Docker for Beginners: Understanding Docker Storage and Volumes

Introduction: From Connected Containers to Persistent Data

In the previous article, we looked at Docker networking.

We created a custom Docker network, placed two containers inside it, and proved that containers on the same network can talk to each other by name. Then we looked at port mapping, which lets traffic from your machine reach an application running inside a container.

That answered the communication question:

How do containers connect?

Now we need to answer a different question:

What happens to data when a container is removed?

Containers are designed to be easy to create, stop, remove, and recreate. That is one of Docker’s strengths. If a container breaks, you can delete it and start a new one from the same image.

But that creates an important problem.

What if the container wrote data before you removed it?

A database might store records. An application might save uploaded files. A service might write logs or generated content. If that data only lives inside the container, removing the container can remove the data with it.

So Docker storage is about separating the container lifecycle from the data lifecycle.

The container can be temporary.

The data may need to survive.

In this article, we will look at three storage ideas:

Container writable layer → temporary data tied to one container
Docker volume            → Docker-managed persistent storage
Bind mount               → a folder from your host machine mounted into a container

By the end, the key idea should be clear:

Containers are replaceable.
Important data should live outside the container.

The Problem: Containers Forget by Default

Let’s make the storage problem concrete.

Imagine you run a database in a container.
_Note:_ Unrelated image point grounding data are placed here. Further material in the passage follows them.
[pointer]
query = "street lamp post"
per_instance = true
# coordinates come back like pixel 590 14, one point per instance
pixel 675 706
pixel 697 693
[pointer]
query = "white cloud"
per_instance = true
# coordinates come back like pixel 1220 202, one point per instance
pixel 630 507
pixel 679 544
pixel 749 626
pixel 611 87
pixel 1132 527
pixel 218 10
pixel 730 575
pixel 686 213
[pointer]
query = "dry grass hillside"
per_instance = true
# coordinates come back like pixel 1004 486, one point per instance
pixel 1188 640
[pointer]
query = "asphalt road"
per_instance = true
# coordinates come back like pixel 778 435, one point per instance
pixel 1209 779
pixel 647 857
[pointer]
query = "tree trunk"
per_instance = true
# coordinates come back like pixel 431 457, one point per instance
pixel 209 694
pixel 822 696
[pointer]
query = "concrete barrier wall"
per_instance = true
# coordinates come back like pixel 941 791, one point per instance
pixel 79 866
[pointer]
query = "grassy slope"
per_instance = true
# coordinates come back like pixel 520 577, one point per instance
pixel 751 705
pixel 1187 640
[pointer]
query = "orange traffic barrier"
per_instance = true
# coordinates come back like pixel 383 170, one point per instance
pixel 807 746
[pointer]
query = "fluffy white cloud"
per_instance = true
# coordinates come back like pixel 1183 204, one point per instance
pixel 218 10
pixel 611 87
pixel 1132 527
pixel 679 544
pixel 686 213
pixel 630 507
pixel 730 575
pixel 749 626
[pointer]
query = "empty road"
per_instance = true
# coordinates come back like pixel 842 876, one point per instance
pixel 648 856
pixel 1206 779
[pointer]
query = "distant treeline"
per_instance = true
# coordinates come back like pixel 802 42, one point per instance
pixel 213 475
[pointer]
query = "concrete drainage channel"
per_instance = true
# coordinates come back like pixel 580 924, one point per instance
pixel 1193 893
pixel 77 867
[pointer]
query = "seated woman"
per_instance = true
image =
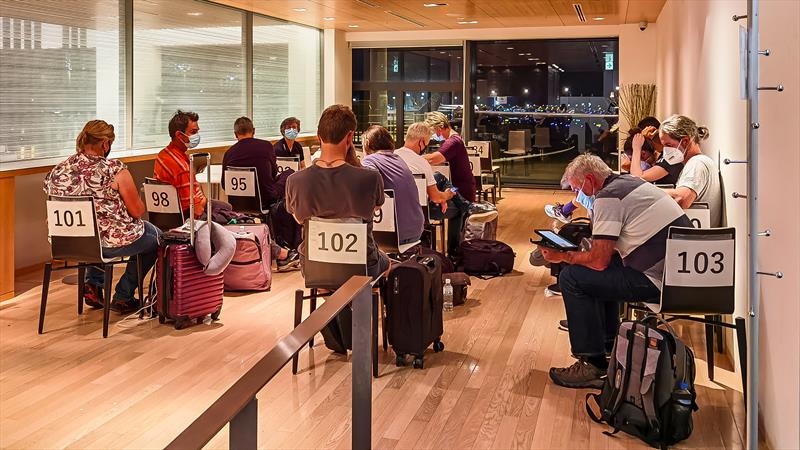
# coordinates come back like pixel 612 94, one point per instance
pixel 396 175
pixel 119 211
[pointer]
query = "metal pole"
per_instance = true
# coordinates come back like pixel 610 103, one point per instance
pixel 752 207
pixel 243 430
pixel 362 369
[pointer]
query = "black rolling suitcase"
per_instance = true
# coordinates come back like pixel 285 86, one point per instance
pixel 413 298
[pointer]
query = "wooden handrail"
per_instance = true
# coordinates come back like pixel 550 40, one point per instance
pixel 238 396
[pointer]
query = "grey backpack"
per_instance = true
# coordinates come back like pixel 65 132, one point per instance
pixel 649 391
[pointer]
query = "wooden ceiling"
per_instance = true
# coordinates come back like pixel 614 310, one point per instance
pixel 397 15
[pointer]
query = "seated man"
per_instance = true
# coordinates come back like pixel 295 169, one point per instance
pixel 172 163
pixel 699 179
pixel 379 148
pixel 625 263
pixel 417 139
pixel 251 152
pixel 332 189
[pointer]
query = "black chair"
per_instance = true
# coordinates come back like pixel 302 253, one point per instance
pixel 384 227
pixel 163 206
pixel 74 236
pixel 699 280
pixel 431 225
pixel 337 250
pixel 241 187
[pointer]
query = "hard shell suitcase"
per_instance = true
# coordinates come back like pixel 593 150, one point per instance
pixel 251 267
pixel 413 298
pixel 185 293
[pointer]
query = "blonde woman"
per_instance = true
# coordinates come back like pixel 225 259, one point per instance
pixel 119 210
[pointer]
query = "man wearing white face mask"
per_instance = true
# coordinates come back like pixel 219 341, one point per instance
pixel 172 163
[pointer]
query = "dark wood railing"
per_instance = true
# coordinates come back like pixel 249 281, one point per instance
pixel 239 406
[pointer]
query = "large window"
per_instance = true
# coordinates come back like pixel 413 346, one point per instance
pixel 286 75
pixel 188 55
pixel 60 66
pixel 397 87
pixel 63 63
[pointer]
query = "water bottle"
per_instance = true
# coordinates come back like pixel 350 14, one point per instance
pixel 448 295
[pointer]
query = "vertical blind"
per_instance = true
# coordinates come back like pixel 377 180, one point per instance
pixel 62 63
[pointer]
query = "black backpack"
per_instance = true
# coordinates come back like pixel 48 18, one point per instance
pixel 649 391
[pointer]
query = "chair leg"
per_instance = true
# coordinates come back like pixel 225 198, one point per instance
pixel 741 343
pixel 313 308
pixel 48 269
pixel 81 288
pixel 298 315
pixel 710 348
pixel 108 276
pixel 375 335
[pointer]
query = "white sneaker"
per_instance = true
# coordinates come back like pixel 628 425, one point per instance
pixel 554 211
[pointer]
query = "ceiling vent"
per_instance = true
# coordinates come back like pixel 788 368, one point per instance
pixel 579 12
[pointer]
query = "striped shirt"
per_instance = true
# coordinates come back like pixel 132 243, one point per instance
pixel 637 215
pixel 172 166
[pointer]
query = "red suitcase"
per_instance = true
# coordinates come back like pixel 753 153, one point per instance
pixel 185 293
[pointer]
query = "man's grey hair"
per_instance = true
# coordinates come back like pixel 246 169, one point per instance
pixel 584 165
pixel 417 131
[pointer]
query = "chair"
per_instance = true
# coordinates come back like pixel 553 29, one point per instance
pixel 424 202
pixel 699 280
pixel 384 227
pixel 74 236
pixel 337 250
pixel 162 203
pixel 287 162
pixel 241 187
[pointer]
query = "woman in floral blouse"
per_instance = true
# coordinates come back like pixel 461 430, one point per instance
pixel 119 210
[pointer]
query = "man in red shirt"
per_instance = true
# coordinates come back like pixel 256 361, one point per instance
pixel 172 163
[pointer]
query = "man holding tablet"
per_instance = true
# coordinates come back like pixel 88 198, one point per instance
pixel 629 232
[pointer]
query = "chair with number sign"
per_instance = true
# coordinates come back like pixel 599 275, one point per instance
pixel 699 280
pixel 242 188
pixel 431 225
pixel 336 250
pixel 75 236
pixel 163 207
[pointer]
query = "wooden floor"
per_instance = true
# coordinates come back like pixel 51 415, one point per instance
pixel 489 388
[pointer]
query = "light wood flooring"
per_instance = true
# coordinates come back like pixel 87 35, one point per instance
pixel 489 389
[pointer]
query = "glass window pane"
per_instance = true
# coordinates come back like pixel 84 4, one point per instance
pixel 188 55
pixel 286 76
pixel 61 65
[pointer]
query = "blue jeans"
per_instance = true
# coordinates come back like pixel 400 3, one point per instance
pixel 145 246
pixel 456 214
pixel 592 299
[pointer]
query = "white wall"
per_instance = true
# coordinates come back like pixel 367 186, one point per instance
pixel 698 75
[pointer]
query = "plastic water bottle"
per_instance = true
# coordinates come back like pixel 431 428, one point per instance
pixel 448 295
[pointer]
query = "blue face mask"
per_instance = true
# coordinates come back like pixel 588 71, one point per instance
pixel 291 133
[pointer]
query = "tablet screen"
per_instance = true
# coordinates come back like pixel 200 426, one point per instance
pixel 556 239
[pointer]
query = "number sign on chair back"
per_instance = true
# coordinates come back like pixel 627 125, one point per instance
pixel 443 168
pixel 698 271
pixel 241 187
pixel 163 206
pixel 72 226
pixel 699 214
pixel 287 163
pixel 336 250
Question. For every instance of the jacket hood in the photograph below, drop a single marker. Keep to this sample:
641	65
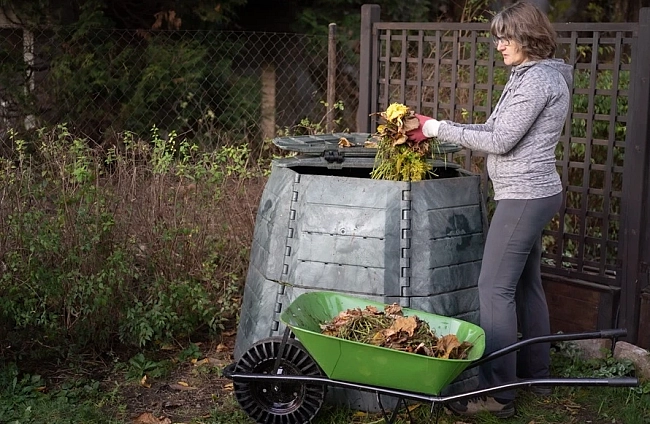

The database starts successfully, accepts connections, and writes records while the container is running.

At first, everything looks fine.

But then you remove the container.

If the database stored its data only inside the container, that data is removed with the container. When you create a new container from the same image, Docker gives you a fresh container, not the old container’s internal filesystem.

That behaviour is useful for application code.

It means you can throw away a broken container and start again from the image. You get a clean, predictable runtime.

But it is dangerous for important data.

The image gives Docker the starting point:

Image
→ new container

The container gets a writable layer where it can create or change files while it runs. That writable layer belongs to that container.

So if the container writes data here:

Container writable layer

and then you remove the container, the writable layer goes with it.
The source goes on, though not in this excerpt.